5 - Base OS and deployment strategy for data streaming technology

Status

Accepted

Context

For the data streaming project for HRPD-X, we need to be able to host containers and deploy them easily, for prototyping and hotfixing.

To be able to do this we need to set the host up, as decided in 3 - Linux, with a base operating system and then decide on the deployment method to push containers and system updates out to the machine.

There are several ways to set up the base machine, including manually, but this is not repeatable. If the machine went down, we wouldn’t easily be able to recreate it.

Base Operating system options

These are some of the options we could consider for a base operating system for the data streaming machine(s):

Debian

Pros: Debian is widely used and a very stable OS. It uses the aptitude package manager, which is user-friendly. Debian is also relatively lightweight. Cons: Debian can be slow to update, so we might miss out on nice features that other distributions offer. It also doesn’t come “shipped” with as many tools out of the box.

Ubuntu server

Pros: Ubuntu server is very easy to set up and supports lots of hardware. It is one of the most popular server distributions. It is based on Debian (see above as it shares the benefits) but uses different repositories so generally gets updates quicker. Cons: It is less lightweight than Debian, but comes with more tooling out of the box.

Fedora CoreOS

Pros: This is a container infrastructure based OS which provides Docker and Kubernetes from the start. It uses its own “ignition” files for an automated install and provides rolling releases. Immutable filesystem. Cons: Fedora is not as widely used as Debian or CentOS based distributions. Configuration is bespoke to Fedora. It is slightly harder to set up than the others.

Rocky Linux

Pros: This is essentially the free version of CentOS and Red hat so shares the package management mechanisms with those distributions. It is the most widely used server OS in the world. Cons: It is slightly harder to use than Debian-based distributions.

Note: we have discounted RHEL and CentOS from this decision due to (ongoing) costs, but if we go with Rocky and decide to switch to the enterprise version we could so very easily.

Unattended upgrades

Most of the distributions listed above offer unattended upgrades (ie. rolling updates) however this could be risky mid-cycle if it caused data acquisition to stop - for this reason we won’t be using it.

gitops/continuous deployment

We may consider using a Github repository to describe the machine. This needs to be foolproof and pin version numbers rather than using the latest image of a container image as that could differ if a machine needed to be recreated.
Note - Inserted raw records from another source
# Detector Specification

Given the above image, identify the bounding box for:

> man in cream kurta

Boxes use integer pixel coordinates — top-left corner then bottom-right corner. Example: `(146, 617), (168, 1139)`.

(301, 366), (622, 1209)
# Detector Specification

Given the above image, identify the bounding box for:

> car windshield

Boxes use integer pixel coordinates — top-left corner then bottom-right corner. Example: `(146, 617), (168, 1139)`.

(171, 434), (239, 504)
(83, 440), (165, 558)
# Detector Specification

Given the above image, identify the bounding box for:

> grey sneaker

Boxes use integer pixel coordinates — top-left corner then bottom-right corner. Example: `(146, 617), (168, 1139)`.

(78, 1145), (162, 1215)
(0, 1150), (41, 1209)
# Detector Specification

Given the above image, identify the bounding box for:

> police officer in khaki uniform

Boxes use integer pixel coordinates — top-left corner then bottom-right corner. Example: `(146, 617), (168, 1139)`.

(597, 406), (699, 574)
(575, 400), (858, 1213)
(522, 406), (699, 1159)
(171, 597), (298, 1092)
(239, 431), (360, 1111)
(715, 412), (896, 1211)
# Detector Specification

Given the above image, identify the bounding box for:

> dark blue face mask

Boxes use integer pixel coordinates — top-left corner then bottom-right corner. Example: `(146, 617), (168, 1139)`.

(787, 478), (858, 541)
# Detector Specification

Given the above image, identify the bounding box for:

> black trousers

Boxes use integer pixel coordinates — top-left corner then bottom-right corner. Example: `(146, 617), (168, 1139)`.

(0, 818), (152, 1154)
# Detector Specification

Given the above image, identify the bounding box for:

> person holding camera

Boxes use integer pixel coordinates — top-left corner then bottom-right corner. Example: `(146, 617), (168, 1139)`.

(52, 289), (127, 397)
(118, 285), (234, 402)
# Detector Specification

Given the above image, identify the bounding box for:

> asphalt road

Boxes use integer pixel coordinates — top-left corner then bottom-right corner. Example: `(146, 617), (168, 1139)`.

Maintenance and deployment for base OS

There are a few ways to automate steps on the base OS, for example using Ansible. We have some experience with it already as it’s been used for other things in IBEX including part of the main deployment.

Alternatives include Puppet, Chef and Saltstack.

Container infrastructure

Kubernetes (k8s) or similar distributions ie. `k3s`, `microk8s`

Has a steep learning curve - may not be best for our team to learn as we don’t use it currently
works well for horizontal scaling and HA
well used in community
tools available ie. helm and Argo CD for CI/CD

Docker compose - manual `pull` and `up`

Easy to do, but manual and therefore not suitable for a multi-node system

`portainer`

See https://docs.portainer.io/start/install-ce

More automated than docker compose manual step, but still manual when creating stacks/environments to add new machines
container monitoring useful.
lose some benefits of this if not using CI/CD and/or gitops

`komodo`

See https://komo.do/

As above but open source

Ansible with docker

see this module

Automated, declarative
we will possibly use Ansible for base os maintenance and provisioning, could use this for containers

Ansible with docker-compose

See this module

As above but with a compose file instead of inline

Decision

We will use the latest version of Rocky Linux for the base operating system, and update/re-provision when new versions come out. This is because it’s widely used on site - SCD and Accelerator Controls both use it. We use it for our main Jenkins node and so on. Ansible collections/roles available all seem to support RHEL-based distributions as well as Debian.

We will use Ansible for both the base OS configuration, as well as container deployment. A playbook will serve as a single source of truth for a machine in a Github repository, and this will be idempotent so can be run multiple times on an existing machine. No manual steps besides installing the operating system should be performed, this is so they aren’t lost when the machine is re-provisioned.

These decisions are initial and can be changed later - if the base OS changes for example, it doesn’t matter too much as its main role is to host containers.

Consequences

We need to manually run playbooks on machines - there isn’t really an alternative to this as we don’t have a cluster to be able to roll out updates with no downtime/HA so can’t continuously deploy our software. This also depends on being out of cycle and so on.
if a machine dies or becomes obsolete, it should be very straightforward to replace it as our configuration is stored as code rather than a set of manual steps
setup is marginally more difficult as it needs to be done in a repeatable way, versus just running commands manually on a machine to install docker etc.
we need to keep inline with the latest version of RockyOS, though this is no different to doing the same for any operating system.
Ansible knowledge is required - though it is now part of the main IBEX deployment anyway.